Election Day is Nov. 5, 2019. We encourage every eligible voter to vote – regardless of political affiliation or candidate choice. Because voting is the essence of an enduring democracy. This year, three Democrats are contending seats in the Greenville City Council. There are also non-partisan elections in several county municipalities. Find more about candidates here. It’s important to make a plan to vote and stick to it. Voting is a habit we want you to develop! This primer can help.
Who Can Vote
You must be registered to vote. Registration for this election closed on October 17 after a 10-day extension due to Hurricane Florence.
What do you need to bring
SC Voter ID laws require that you bring one of five forms of identification to the polls. They are:
- S.C. Driver’s License
- S.C. DMV Identification Card
- S.C. Voter Registration Card with Photo
- Federal Military ID
- U.S. Passport
If you do not have one of these forms of ID with you, you will still be permitted to cast a provisional ballot. However, that ballot will only count if your identification is verified at the County Board of Election offices prior to certification of the results. These deadlines may vary and you should contact the Board of Elections if you are unable to produce a valid form of photo ID.
When you can vote
Absentee Voting: South Carolina does not have early voting. But there are two forms of absentee voting available to those who qualify: by mail-in ballot or absentee voting in person. You can request an absentee ballot online or by calling the election office at 864-467-7250. Ballots will be mailed out up until 5 p.m. on Friday, November 2, and must be received at the election office no later than 7 p.m. on Election Day, November 6.

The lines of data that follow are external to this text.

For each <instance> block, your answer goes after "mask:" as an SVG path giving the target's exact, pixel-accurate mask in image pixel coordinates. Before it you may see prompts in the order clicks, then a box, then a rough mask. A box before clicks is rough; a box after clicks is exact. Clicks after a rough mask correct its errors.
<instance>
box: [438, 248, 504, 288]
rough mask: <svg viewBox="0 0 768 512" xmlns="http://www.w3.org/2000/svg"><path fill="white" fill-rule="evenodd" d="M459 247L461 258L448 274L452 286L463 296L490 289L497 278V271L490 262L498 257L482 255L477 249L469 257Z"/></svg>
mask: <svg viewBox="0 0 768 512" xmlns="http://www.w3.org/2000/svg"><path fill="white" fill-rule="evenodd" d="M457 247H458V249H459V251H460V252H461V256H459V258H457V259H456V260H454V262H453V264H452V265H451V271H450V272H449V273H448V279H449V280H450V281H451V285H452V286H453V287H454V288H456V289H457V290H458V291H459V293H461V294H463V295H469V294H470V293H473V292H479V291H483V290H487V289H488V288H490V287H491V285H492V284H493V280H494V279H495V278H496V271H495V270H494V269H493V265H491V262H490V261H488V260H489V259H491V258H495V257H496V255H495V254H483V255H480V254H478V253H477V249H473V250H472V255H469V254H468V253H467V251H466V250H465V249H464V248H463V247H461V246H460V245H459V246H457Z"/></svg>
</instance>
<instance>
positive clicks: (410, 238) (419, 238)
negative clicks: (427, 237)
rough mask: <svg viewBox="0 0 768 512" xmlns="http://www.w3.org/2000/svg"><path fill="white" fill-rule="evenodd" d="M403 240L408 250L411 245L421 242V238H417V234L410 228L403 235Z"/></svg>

Absentee voting in person is open from October 8 through November 5, Monday through Friday, 8:30 a.m. to 5 p.m. Voting is at County Square, 301 University Ridge, Greenville. Use the Human Services Agencies entrance, and go to Conference Room H. There are extended voting hours on these days: October 25 and 26 until 7 p.m. And Saturdays, October 27 and November 3 from 9 a.m. to 1 p.m.
You must meet one of 17 eligibility criteria to vote absentee, but the criteria cover many different situations. Check to see if you meet any of the criteria here.
Voting at the polls: Polls open at 7 a.m. and close at 7 p.m. If there is a line and you are in line to vote at 7 p.m., you must be allowed to vote. If you are disabled and need assistance, a poll worker will assist you with curbside voting.
Where do you vote
In the November 5 election, there are a number of changes to polling places. Check out these changes. You must vote in the polling place where you are registered. In this election, there are dozens of different ballots. You will be redirected to your polling place if you show up at the wrong one. This can be time consuming. If you are unsure of your normal voting precinct, you can check it at SCvotes.org.
Why do you vote
This is your chance to have your voice heard. Anyone who believes voting doesn’t matter need only look at the 2000 presidential election, ultimately decided by The Supreme Court; and the 2016 presidential election where approximately 100,000 votes across a handful of states decided the outcome. Voting matters. In addition to voting for statewide, local and federal offices, there is an SC constitutional amendment on the ballot. The amendment, if approved, would allow for the state superintendent of education to be appointed by the governor, rather than elected as is currently the case. The League of Women Voters has more information that looks at both sides of this issue.
How will you vote
Voting is too important to leave to chance. Make a plan to vote. Decide what time you will go, and how you will get there. Go with a friend, or give someone a ride. Those commitments help ensure that you will vote (it’s just like going to the gym!). If you need a ride to the polls, contact the GCDP office at 864-232-5531 to arrange for one.
Voting is your right. If you are properly registered, are at the right polling place, and are in line by 7 p.m., you MUST be allowed to vote. If you are denied your opportunity to vote, contact the Election office at 864-467-7250, or the GCDP office at 864-232-5531. The state Democratic Party also has a voter suppression hotline at 833-868-3722. Do not leave your polling location while you call; stand your ground. If you have to leave, ask for a provisional ballot and then follow up with the Election Commission to ensure that ballot gets counted. Document anything you are told and ask for the names of those poll workers you interact with.